Why Indiana’s Move Should Get Your Attention

It’s not just the formation of the panel that’s noteworthy—it’s the numbers behind it. Medicaid spending on ABA in Indiana grew from just $14 million in 2017 to a staggering $639 million in 2023 (KFF, 2024).

This kind of increase is going to raise flags. In fact, a recent audit found that Indiana's Family and Social Services Administration (FSSA) may have paid out over $133 million in improper or questionable ABA claims (Indiana Capital Chronicle, Jan 2025).

States like Indiana are now asking: How do we continue to fund needed services while keeping the system sustainable?

This Isn’t Just Indiana’s Problem

Indiana may be making the headlines, but it’s not alone. In early 2024, Massachusetts passed legislation requiring all ABA providers to be accredited by 2028, citing quality assurance and cost efficiency (SkyCare ABA, 2024).

Other states are watching closely. If your practice is based in Florida, Texas, California, or anywhere with strong Medicaid coverage, these conversations are likely coming your way too.

What Providers Should Do Right Now

Here are a few steps you can take to get ahead of changes like these:

1. Review Clinical Rationale for Hours

Make sure your team can explain, with data, why each client is receiving the number of hours they are. Outcomes-based justification is going to matter more than ever.

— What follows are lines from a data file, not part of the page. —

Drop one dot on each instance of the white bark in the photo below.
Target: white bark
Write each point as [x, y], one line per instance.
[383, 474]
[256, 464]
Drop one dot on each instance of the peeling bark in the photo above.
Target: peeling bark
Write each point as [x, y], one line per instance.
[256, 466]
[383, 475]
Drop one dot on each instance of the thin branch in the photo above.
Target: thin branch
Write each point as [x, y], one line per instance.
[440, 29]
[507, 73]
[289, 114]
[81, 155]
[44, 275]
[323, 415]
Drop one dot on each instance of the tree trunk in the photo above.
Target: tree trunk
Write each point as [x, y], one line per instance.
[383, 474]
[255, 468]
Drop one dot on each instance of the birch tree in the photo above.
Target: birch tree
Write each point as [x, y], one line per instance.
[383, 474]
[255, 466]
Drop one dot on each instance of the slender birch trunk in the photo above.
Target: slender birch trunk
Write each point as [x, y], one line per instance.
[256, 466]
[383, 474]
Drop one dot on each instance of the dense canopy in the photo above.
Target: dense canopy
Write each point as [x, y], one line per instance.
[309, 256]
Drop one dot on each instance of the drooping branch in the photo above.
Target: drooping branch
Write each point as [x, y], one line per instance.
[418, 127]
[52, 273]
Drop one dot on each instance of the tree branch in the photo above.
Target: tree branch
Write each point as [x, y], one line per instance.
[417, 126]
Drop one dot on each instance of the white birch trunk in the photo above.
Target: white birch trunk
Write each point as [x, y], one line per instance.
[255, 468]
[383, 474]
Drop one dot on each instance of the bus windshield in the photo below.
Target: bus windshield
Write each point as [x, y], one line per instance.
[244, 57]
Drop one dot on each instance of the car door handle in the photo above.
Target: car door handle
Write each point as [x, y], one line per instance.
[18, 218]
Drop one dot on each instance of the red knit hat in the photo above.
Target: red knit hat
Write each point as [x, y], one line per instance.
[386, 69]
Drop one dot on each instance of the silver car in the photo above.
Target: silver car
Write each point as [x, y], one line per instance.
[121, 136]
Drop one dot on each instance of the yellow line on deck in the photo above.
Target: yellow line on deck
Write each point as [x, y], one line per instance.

2. Tighten Supervision Systems

If service caps tighten, you’ll need strong supervision protocols to maintain quality. Build in systems for regular review, fidelity checks, and flexible support.

3. Get Your Data Ready

Legislators and payers want numbers. How many goals are being met? What’s the staff-to-client ratio? Are clients transitioning or making progress? If you’re not tracking it, you can’t prove it.

4. Communicate Proactively

Uncertainty breeds fear. Talk with your team and the families you serve. Let them know you’re watching what’s happening and preparing to protect continuity of care.

Accreditation Might Be Next

One possible outcome of Indiana’s review? A push for statewide accreditation as a means to reduce waste and ensure consistency. Accreditation isn’t just a checkbox—it could become the baseline for access to funding.

If your ABA practice isn’t accredited, or you’re unsure how to get started, it’s a good time to explore your options. If you’d like support with that, feel free to reach out: 👉 https://3piesquared.com/stephen-booking-page

What’s Really at Stake

This isn’t just about money. It’s about whether the ABA field is seen as trustworthy, effective, and accountable. If we want to expand access to services, we need to operate with clarity, ethics, and a commitment to quality—and that starts with providers.

The truth is, the practices that survive and thrive in this new environment will be the ones that lead with intention. They’ll get clear on clinical models, tighten systems, and show up to conversations with real data and solutions.

Final Thoughts

Indiana may finalize its panel recommendations by the end of this year. But if you’re an ABA business leader, now is the time to act—not react. Build systems. Train your team. Audit your model. And start thinking like someone who’s going to be at the table when change happens.

Because the future of ABA doesn’t belong to the biggest providers. It belongs to the ones who are ready.